= Henry Jenkes =

Henry Jenkes (died 1697), was a Gresham Professor of Rhetoric.

Jenkes was descended from a Prussian family, was a native of England, and received his early education at King's College, Aberdeen, where he was admitted in 1642, and graduated M.A. in 1646. On 21 March 1646 he was admitted a member of Emmanuel College, Cambridge, and in 1649 he was incorporated M.A. in that university. He was elected a fellow of Caius College, Cambridge, in the time of the civil war. On the occasion of the opening of the Sheldonian Theatre he was incorporated M.A. at Oxford, 13 July 1669. He was elected professor of rhetoric in Gresham College, London, on 21 October 1670, in succession to Dr. William Croone. He was elected a fellow of the Royal Society on 30 November 1674. He resigned his professorship on 2 October 1676, after which he resided wholly at Cambridge, living by his fellowship at Caius College. Dying there at the end of August 1697, he was buried on 1 September in the church of St. Michael, in which parish the college is situated. He corresponded with several learned men in Holland.

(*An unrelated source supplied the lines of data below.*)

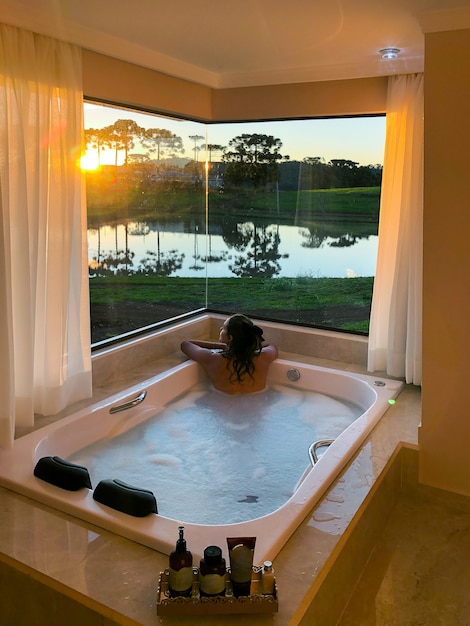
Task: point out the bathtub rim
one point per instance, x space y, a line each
19 478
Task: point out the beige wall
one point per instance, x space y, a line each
110 80
445 433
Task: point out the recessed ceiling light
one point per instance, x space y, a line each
389 53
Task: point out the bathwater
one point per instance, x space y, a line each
211 458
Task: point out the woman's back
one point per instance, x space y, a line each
240 361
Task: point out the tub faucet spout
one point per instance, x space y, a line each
117 408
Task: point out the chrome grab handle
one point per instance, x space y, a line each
128 405
312 451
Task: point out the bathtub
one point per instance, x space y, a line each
66 436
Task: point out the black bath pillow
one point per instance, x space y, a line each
125 498
63 474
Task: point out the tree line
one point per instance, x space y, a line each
248 161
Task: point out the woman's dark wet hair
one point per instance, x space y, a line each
246 343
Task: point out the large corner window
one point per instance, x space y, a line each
278 220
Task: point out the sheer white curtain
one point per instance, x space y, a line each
44 309
395 324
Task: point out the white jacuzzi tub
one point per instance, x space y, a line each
73 433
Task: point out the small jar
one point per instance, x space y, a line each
267 579
212 572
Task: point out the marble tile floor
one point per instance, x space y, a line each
419 572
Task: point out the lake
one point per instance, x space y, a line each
270 249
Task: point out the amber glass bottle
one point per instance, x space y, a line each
181 568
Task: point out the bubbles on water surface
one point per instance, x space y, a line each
212 449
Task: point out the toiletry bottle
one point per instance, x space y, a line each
181 568
212 572
267 578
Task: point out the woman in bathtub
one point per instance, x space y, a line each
239 361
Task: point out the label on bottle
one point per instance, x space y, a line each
182 579
212 584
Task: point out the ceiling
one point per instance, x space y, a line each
225 44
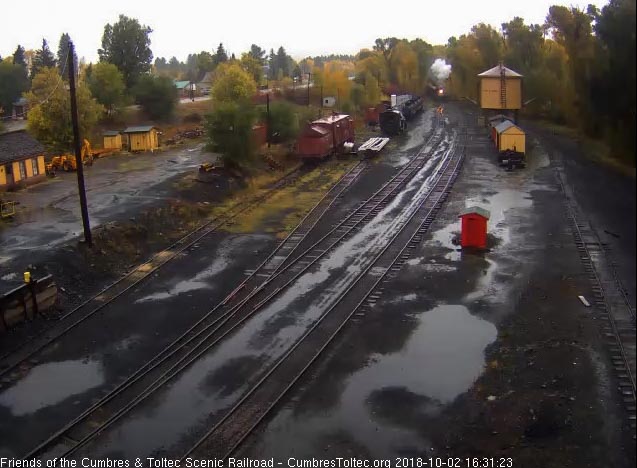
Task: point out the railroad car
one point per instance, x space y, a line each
394 120
325 136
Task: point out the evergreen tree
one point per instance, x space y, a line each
19 58
63 52
221 55
126 44
43 58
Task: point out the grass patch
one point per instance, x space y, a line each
593 149
287 206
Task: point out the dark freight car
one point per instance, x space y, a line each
394 121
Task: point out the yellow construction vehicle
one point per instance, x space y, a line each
67 162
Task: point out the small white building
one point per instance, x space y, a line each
329 101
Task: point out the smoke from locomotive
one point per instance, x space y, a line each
439 73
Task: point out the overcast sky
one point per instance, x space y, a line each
302 27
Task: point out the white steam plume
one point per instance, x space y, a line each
440 71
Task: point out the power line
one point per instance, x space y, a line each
44 101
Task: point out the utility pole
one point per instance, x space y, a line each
267 118
78 150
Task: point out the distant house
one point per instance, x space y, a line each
184 88
142 138
112 140
21 160
205 84
19 110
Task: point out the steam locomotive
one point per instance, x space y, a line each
404 107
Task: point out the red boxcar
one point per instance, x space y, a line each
325 136
314 142
259 135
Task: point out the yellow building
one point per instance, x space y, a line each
500 88
112 140
145 138
510 137
21 160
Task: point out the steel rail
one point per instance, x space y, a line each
264 410
218 323
175 248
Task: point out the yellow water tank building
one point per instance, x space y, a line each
143 138
500 89
112 140
510 137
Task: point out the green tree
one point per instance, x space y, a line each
229 131
253 66
156 95
43 58
19 58
49 117
106 83
615 28
257 53
523 45
221 55
233 84
284 122
13 82
205 63
63 52
126 44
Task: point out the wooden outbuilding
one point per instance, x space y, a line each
510 137
112 140
494 122
21 160
142 138
473 231
314 142
500 88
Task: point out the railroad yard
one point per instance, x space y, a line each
352 324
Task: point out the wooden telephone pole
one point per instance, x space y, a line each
88 238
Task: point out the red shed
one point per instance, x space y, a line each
314 142
474 227
259 135
340 126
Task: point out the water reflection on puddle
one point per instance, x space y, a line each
440 360
35 391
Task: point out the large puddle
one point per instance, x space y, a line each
442 359
35 391
203 388
204 278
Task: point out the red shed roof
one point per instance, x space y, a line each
330 119
475 210
314 130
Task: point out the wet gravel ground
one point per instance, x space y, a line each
94 357
117 188
223 374
467 354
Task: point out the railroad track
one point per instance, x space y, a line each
611 301
234 310
14 357
242 419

By his Will dated 14 May 1684, Jenkes left his library and all his other worldly goods to his friend James Halman, another fellow of Caius, who was his sole executor.

==Works==
- The Christian Tutor, or a Free and Rational Discourse of the Sovereign Good and Happiness of Man, London, 1683, 8vo.
- De Natura et Constitutione Ethicæ, præsertim Christianæ, ejusque Usu et Studio, prefixed to Stephani Curcellæi Synopsis ethices, London, 1684; Cambridge, 1702.
- The Christian Dial.
- Rationale Biblicum, manuscript left ready for the press at the time of his death.